What DINO saw: ALiBi positional encoding reduces positional bias in Vision Transformers
2026-03-17 • Computer Vision and Pattern Recognition
Computer Vision and Pattern Recognition
AI summaryⓘ
The authors studied how vision transformers (ViTs), especially versions like DINOv2, can sometimes focus too much on where things are in an image instead of what they are. This positional bias is a problem in material science images, which often show uniform textures without a clear direction. They found this bias happens with various types of positional encoding and training goals. To fix it, the authors fine-tuned the models using a different positional encoding method called ALiBi, which reduced bias while keeping the models good at understanding image content. These improved models then worked better for segmenting complex microscope images.

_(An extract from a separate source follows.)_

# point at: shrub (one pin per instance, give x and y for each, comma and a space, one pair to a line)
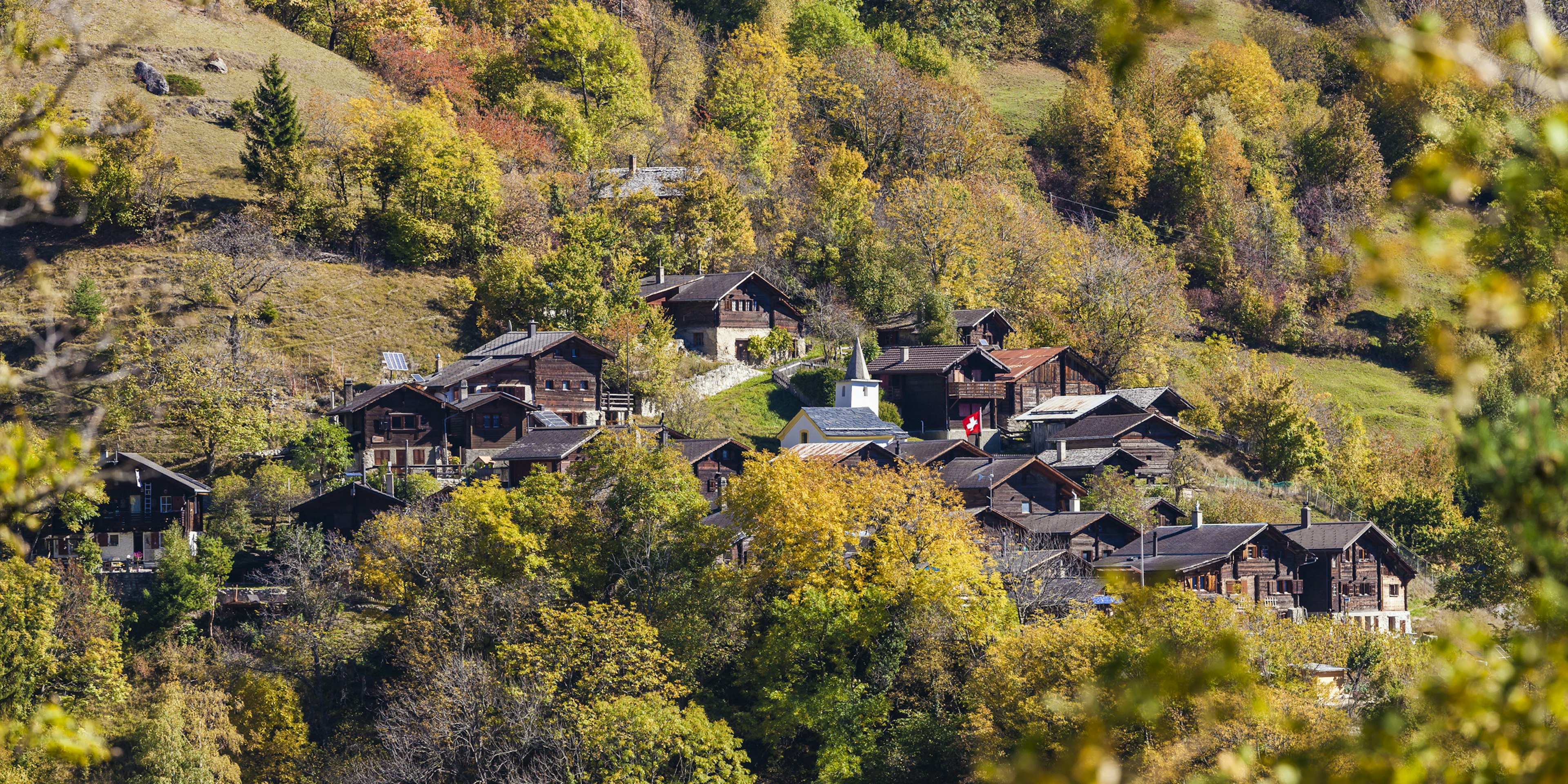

Vision TransformersDINOv2Positional EncodingPositional BiasALiBiLinear ProbingZero-shot AdaptationMaterial Science ImagingMicroscopy Image Segmentation
Authors
Moritz Pawlowsky, Antonis Vamvakeros, Alexander Weiss, Anja Bielefeld, Samuel J. Cooper, Ronan Docherty
Abstract
Vision transformers (ViTs) - especially feature foundation models like DINOv2 - learn rich representations useful for many downstream tasks. However, architectural choices (such as positional encoding) can lead to these models displaying positional biases and artefacts independent of semantic content. This makes zero-shot adaption difficult in fields like material science, where images are often cross-sections of homogeneous microstructure (i.e. having no preferred direction). In this work, we investigate the positional bias in ViTs via linear probing, finding it present across a range of objectives and positional encodings, and subsequently reduce it by finetuning models to use ALiBi relative positional encoding. We demonstrate that these models retain desirable general semantics and their unbiased features can be used successfully in trainable segmentation of complex microscopy images.